Dun & Bradstreet’s quarterly report tracks payment delinquencies (91+ days past due) and business failures across nine key U.S. industries: Manufacturing, Retail, Transportation, Real Estate, Business Services, Personal Services, Construction, Automotive, and Financial Services. Delinquency rates and bankruptcy rates provide a snapshot of two metrics of overall financial health to facilitate better understanding of benchmark trends, leading to better credit management.

Overall Failures and Delinquencies

The dominant theme in the overall metrics this quarter is the (slight) downturn in payment delinquency rates for the first time in about a year. Reduction in delinquencies in the Construction vertical drove the overall decline with modest contributions from the Retail and Automotive sectors. All other verticals noted minor increases, while Real Estate showed no change from last quarter.

With the Federal Reserve’s campaign of steadily hiking rates on hold since earlier this year, businesses have had some breathing room to manage their payment performance.

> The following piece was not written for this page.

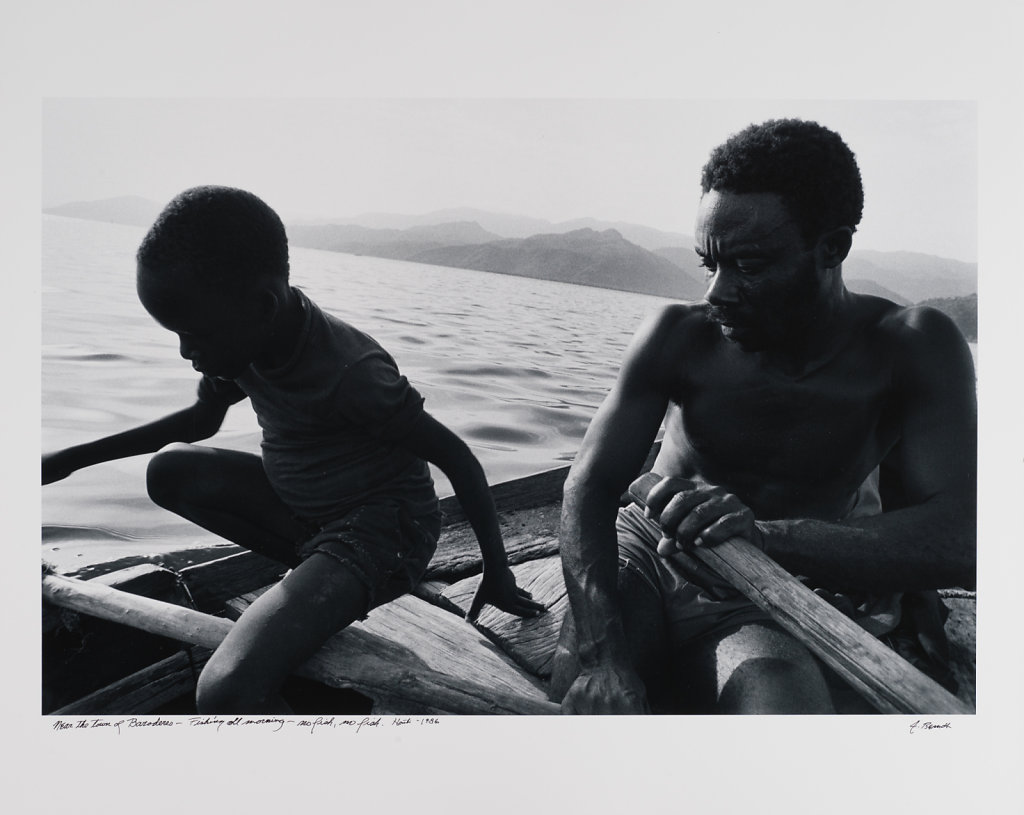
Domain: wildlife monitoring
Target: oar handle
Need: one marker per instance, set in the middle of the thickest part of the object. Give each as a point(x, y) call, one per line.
point(878, 673)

However, this reprieve might be short-lived owing to the development of protectionist pressures within the country, fueling
the trade wars between United States and China to last longer than expected.

Failures and Delinquencies by Industry: Q1 2019 Trends

Business failures and payment delinquency rates continue to vary by major industries. Overall business failures have declined by about 19.9% since the last quarter. Like last quarter, Automotive continued to register the highest delinquency rate, and also the lowest quarter –over-quarter decline in business failures. The US Automotive sector has seen considerable volatility this year. Early 2019 saw a setback as a result of severe winter weather, and effects of the US federal government shutdown. A brief spurt of recovery in vehicle sales in March 2019 preceded a further decline in April, making it the sector with the highest payment delinquencies.

The current low interest rates, low unemployment, and low inflation should continue to reduce delinquencies within most major sectors (specifically those that conduct business with consumer goods), but demand could see a decline if the trade war causes higher prices.

Methodology

Delinquent payment data is compiled from D&B’s global trade database to calculate delinquency rates; Dun & Bradstreet processes more than 1.5 billion trade experiences every year. Business failure data comprises bankruptcy filings in the U.S., as well as businesses that closed their doors with severe outstanding debt relative to their size.